StandardOpsDialect not needed after rewriter.inlineRegionBefore change.

mlir/test/Dialect/Linalg/detensorized_0d.mlir
2

do not run canonicalize as part of the test. that is fragile.

12

add a test case that uses an op from some unknown dialect in the body (to verify that the rewriting logic is agnostic to the body ops)

mlir/test/Dialect/Linalg/detensorized_while.mlir
1 ↗(On Diff #323679)

This test can be added when you add the control flow support. For now, it isn't testing much.

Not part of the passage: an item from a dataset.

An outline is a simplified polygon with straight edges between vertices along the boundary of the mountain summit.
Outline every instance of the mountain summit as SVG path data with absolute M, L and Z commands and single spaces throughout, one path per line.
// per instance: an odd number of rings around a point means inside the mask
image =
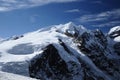
M 2 41 L 0 71 L 40 80 L 119 80 L 119 50 L 120 26 L 106 35 L 69 22 Z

This revision now requires changes to proceed.Feb 17 2021, 11:21 AM
ergawy updated this revision to Diff 324899.Feb 19 2021, 12:21 AM
ergawy marked 6 inline comments as done.

Handle review comments:

  • Use inlining instead of cloning.
  • Clean-up unneeded code.
  • Add more tests.
ergawy retitled this revision from [WIP] -- [MLIR][LinAlg] Start detensoring implementation. to [MLIR][LinAlg] Start detensoring implementation..Feb 19 2021, 12:23 AM
ergawy updated this revision to Diff 324922.Feb 19 2021, 1:51 AM

Simplify converted code by merging some blocks.

mikeurbach added inline comments.
mlir/lib/Dialect/Linalg/Transforms/Detensorize.cpp
77

For entry block arguments, do we end up here? I think you'd want them to convert to themselves, i.e. end up on L78.

silvas accepted this revision.Feb 22 2021, 10:23 AM

Perfect!

This revision is now accepted and ready to land.Feb 22 2021, 10:23 AM
silvas added inline comments.Feb 22 2021, 10:23 AM
mlir/lib/Dialect/Linalg/Transforms/Detensorize.cpp
77

the patch doesn't rewrite block args yet.

mikeurbach added inline comments.Feb 22 2021, 12:22 PM
mlir/lib/Dialect/Linalg/Transforms/Detensorize.cpp
77

Yep, sorry for the noise, I just wanted to point this out after it was mentioned on Discourse. I couldn't find a simple way to link directly to this line in this revision to paste into Discourse.

This revision was landed with ongoing or failed builds.Feb 22 2021, 11:28 PM
This revision was automatically updated to reflect the committed changes.